Los Altísimos
- Author: Hugo Correa
- Language: Spanish
- Genre: Science fiction
- Published: Santiago de Chile, 1959
- Publisher: Ediciones Universitarias de Valparaíso
- Publication date: 1959
- Publication place: Chile
- Published in English: Unknown
- Pages: 272
- ISBN: 9789562397957

= Los Altísimos =

1951 novel by Huga Correa

Los Altísimos is a science fiction book written by Hugo Correa published for the first time in 1951, and then after a process of editing and reviewing was published again in 1959 with a broader success.

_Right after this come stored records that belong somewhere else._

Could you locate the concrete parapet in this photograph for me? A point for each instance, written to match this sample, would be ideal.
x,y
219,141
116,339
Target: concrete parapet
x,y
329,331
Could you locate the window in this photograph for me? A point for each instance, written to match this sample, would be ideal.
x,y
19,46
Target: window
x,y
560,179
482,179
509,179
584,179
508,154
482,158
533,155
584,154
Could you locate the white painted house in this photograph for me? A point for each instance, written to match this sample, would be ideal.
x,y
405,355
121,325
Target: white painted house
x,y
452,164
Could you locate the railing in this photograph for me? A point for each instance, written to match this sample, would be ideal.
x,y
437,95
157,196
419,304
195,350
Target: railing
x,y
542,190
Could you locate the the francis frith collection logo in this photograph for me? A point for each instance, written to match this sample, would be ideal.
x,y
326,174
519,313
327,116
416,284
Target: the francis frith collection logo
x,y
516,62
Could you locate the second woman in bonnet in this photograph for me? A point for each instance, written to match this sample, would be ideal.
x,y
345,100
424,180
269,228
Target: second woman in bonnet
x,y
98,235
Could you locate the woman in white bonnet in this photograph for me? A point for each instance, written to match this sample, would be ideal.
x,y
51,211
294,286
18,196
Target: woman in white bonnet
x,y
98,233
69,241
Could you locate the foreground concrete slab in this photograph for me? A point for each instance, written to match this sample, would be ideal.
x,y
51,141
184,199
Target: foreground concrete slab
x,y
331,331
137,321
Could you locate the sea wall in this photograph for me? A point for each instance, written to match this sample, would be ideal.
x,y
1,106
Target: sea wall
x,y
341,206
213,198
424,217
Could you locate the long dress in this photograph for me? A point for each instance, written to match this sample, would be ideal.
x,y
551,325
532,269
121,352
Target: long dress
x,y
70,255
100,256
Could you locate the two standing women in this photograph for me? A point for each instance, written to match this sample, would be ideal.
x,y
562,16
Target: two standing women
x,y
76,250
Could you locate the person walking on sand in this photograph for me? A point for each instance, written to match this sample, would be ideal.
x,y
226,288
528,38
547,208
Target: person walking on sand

It's Correa's first book which gave him important recognition from the science fiction opinion leaders, also his work was compared with Ray Bradbury and Isaac Asimov. It's also known as the most important science fiction novel written in Chile.

==Content==
Los Altísimos (The Superior Ones) is a future dystopia presented with adventure, intrigue, reflections about humanity and is critical implicitly of communist societies. It is about a world Cronn, which is an artificially constructed planet that travels at high speed across the universe. The main character is "X" who was kidnapped in Chile by people of this new world which at the beginning was presented as Poland. The planet inhabitants are subordinated to intelligent machines and to a mysterious overlord, also they cannot reproduce, establish a family, own private property, feel love, nor ever be unemployed.